"CUDA Particles" improvement

I’m trying to find nearest-neighbors using the CUDA Particles approach (I use the sorting method).
I have 3 buffers (just like in the PDF):

  • Buffer P — containing unsorted particles
  • Buffer H — containing sorted cell-id — particle-id pairs (sorted by cell-id)
  • Buffer L — containing starting and ending positions (in buffer H) of particles with certain cell id
  • Now I want to use these buffers in a kernel A to find nearest neighbors of each particle.
    Currently I run the kernel A for all particles in P. One thread for the kernel A loops though all neighbors of the current particle.

    There’s a lot of scattered read operations involved (calculating all 27 neighboring grid cell ids and looping through all particles in the grid cells).

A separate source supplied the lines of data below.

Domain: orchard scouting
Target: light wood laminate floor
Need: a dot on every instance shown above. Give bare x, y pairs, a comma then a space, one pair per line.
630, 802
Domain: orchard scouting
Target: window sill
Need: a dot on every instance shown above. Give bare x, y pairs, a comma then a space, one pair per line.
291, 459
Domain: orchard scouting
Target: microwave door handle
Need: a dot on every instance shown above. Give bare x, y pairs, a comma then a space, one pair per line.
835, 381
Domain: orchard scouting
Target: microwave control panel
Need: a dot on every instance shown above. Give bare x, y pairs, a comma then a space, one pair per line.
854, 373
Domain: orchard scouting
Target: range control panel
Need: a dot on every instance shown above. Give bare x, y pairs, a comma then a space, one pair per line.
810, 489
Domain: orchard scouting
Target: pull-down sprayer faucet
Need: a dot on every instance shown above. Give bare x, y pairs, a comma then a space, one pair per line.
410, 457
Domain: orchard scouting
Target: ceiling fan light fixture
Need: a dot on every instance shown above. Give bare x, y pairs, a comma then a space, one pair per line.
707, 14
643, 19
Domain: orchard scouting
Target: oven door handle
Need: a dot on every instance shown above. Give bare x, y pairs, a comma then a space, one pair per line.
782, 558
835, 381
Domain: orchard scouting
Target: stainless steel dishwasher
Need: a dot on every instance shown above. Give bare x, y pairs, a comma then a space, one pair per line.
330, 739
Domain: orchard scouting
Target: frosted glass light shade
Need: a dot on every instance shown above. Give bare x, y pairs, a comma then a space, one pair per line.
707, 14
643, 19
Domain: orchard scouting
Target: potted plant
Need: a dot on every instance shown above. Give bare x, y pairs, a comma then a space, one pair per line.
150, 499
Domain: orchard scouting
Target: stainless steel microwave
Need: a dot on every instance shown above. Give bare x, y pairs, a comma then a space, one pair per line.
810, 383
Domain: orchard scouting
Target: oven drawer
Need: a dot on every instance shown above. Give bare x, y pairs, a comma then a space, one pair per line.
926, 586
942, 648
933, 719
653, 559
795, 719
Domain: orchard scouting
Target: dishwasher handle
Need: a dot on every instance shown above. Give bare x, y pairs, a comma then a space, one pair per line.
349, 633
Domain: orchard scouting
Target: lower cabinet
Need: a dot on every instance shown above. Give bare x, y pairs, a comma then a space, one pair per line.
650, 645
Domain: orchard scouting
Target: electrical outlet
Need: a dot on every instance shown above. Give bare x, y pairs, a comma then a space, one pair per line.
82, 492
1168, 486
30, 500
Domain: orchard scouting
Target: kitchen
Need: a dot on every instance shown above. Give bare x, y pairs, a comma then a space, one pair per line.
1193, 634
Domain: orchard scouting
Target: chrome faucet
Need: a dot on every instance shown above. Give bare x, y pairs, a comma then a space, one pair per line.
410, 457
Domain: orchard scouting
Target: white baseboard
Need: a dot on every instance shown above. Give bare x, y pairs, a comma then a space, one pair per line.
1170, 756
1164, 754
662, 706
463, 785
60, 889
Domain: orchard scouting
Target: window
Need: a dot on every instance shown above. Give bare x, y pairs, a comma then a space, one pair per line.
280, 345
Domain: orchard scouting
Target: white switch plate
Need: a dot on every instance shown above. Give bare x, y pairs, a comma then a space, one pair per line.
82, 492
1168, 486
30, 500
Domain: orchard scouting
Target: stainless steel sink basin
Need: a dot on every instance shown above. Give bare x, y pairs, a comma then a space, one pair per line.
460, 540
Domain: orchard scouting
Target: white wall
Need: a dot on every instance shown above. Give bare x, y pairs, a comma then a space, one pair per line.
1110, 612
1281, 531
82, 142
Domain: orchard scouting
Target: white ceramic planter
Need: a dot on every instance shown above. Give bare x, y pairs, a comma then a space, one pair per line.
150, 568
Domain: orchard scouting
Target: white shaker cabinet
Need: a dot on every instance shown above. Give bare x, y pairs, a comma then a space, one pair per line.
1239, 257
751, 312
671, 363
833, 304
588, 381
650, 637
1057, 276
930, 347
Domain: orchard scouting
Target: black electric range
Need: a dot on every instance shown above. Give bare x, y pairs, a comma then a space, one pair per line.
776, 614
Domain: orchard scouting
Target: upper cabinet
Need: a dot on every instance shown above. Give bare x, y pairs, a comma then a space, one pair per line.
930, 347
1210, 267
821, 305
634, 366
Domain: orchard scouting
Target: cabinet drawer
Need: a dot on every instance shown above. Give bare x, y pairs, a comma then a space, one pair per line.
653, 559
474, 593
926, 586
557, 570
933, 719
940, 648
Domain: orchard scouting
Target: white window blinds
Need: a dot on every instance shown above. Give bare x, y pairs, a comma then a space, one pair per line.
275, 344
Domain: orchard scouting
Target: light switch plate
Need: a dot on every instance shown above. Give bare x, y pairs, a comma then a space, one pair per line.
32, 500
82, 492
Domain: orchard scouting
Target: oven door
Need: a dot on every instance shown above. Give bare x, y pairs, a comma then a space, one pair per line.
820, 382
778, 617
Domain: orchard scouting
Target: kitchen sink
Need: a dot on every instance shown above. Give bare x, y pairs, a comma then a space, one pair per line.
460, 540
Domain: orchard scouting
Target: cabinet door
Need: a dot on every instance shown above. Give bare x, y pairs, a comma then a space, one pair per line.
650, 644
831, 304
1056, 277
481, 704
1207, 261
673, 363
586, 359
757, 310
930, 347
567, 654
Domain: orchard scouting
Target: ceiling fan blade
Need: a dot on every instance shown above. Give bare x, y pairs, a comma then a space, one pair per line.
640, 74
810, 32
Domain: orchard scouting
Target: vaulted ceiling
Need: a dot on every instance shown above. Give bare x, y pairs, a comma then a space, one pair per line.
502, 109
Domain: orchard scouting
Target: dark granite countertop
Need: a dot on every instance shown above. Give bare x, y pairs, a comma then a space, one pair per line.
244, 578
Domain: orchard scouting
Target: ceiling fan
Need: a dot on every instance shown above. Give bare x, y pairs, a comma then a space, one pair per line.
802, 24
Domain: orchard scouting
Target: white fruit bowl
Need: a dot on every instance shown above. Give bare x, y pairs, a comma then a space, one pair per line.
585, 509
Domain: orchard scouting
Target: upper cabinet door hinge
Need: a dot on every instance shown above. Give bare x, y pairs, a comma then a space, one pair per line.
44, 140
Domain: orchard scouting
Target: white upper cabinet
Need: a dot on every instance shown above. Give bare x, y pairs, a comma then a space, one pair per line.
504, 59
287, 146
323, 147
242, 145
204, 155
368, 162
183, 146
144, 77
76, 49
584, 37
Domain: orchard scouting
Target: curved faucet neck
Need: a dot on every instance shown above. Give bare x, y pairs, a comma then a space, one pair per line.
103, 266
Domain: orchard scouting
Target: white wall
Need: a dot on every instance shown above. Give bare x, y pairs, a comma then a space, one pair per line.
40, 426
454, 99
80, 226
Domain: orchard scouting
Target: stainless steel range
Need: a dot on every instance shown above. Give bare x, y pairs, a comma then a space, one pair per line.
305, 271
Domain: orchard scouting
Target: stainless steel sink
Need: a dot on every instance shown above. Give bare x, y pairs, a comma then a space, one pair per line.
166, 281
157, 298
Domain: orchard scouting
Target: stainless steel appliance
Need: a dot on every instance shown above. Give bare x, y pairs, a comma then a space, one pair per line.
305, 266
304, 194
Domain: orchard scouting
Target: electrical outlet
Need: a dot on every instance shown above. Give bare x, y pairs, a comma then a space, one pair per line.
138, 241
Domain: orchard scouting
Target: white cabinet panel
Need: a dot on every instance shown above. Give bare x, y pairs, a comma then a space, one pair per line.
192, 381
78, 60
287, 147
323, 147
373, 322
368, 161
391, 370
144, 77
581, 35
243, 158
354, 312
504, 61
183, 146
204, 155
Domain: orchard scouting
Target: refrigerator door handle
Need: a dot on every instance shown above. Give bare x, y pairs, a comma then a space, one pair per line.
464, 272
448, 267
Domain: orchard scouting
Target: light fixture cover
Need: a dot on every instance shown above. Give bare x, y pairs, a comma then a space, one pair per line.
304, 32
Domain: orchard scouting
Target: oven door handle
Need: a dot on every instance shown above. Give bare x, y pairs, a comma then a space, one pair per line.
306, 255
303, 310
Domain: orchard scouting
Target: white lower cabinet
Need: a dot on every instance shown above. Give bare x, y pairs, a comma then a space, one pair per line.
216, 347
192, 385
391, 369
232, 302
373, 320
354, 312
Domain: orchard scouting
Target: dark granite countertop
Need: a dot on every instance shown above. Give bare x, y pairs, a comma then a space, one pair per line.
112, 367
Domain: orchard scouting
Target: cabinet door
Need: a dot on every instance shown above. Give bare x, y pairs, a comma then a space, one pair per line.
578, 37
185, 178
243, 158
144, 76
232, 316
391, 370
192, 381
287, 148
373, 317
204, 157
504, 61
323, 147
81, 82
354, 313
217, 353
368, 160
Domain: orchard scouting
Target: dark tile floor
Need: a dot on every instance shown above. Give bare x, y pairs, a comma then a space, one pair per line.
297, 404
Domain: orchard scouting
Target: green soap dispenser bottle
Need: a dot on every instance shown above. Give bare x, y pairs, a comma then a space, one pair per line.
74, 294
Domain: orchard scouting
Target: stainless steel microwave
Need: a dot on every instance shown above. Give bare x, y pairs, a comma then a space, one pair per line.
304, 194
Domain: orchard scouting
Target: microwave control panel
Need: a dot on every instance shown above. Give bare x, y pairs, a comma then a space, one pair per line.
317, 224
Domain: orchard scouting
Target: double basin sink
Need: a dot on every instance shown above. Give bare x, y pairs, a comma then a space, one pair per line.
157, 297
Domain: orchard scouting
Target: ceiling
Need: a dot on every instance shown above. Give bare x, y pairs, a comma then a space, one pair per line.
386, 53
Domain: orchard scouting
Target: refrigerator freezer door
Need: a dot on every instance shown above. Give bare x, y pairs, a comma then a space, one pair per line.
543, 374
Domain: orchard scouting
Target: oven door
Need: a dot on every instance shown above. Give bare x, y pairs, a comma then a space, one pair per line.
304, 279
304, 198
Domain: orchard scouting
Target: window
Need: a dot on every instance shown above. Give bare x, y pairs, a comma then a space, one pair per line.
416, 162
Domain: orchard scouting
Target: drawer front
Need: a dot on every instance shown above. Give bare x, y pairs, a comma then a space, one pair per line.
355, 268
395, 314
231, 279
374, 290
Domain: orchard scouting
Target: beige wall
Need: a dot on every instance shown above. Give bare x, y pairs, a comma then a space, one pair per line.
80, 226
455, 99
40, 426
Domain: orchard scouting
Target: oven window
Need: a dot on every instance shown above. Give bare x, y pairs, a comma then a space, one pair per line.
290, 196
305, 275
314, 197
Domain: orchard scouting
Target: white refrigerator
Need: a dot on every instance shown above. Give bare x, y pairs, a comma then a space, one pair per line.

    for(int x=-1; x<=1; x++)
        for(int y=-1; y<=1; y++)
          for(int z=-1; z<=1; z++) {
            float3 neigh_position = curr_particle_pos + float3(x,y,z)*GRID_CELL_SIDE;
            // ugly boundary checking
            if ( dot(neigh_position<0,                  float3(1)) +
                 dot(neigh_position>BOUNDARY, float3(1))   != 0)
            int neigh_hash        = spatial_hash( neigh_position ); // linearly hashed discrete grid position
            int2 particles_range  = L[ neigh_hash ]; // the buffer L
            for(int p=particles_range.x; p<particles_range.y; p++)
              processed_value += heavy_computation( P[ H[p].y ] );

    How can I optimize the neighbor searching code above by using Z-index curve as grid-position hash?
    Can I iterate through a continuous range of memory containing all of neighboring grid cells (and hence their particles),
    instead of the scattered writes above (see the ideal code example below)?

    I’d be very grateful for any answers (even hints)!

    // The ideal code – it finds current particle's grid hash and based on that computes
      // a continuous range on Z-index curve into which fall all the neighbors,
      // resulting in non-scattered reads
      int2 nearest_neighboring_cells_range = get_neighbors_range(curr_particle);
      int first_particle_id = L[ nearest_neighboring_cells_range.x ].x;
      int last_particle_id  = L[ nearest_neighboring_cells_range.y ].y;
      for(int p=first_particle_id; p<=last_particle_id; p++) {
          processed_value += heavy_computation( P[ H[p].y ] );

    If sort them by their Z-index, it means that you’ll find the neighbours in somewhat close reads.

    Thank you for reply!

    So does that mean that just by changing the grid-position hash from the current,
    linear hash (i.e. hash = particle.x + particle.yGRID_SIDE + particle.zGRID_SIDE^2) to Z-index would instantly
    boost the performance (without changing the algorithm of iteration over neighbors)?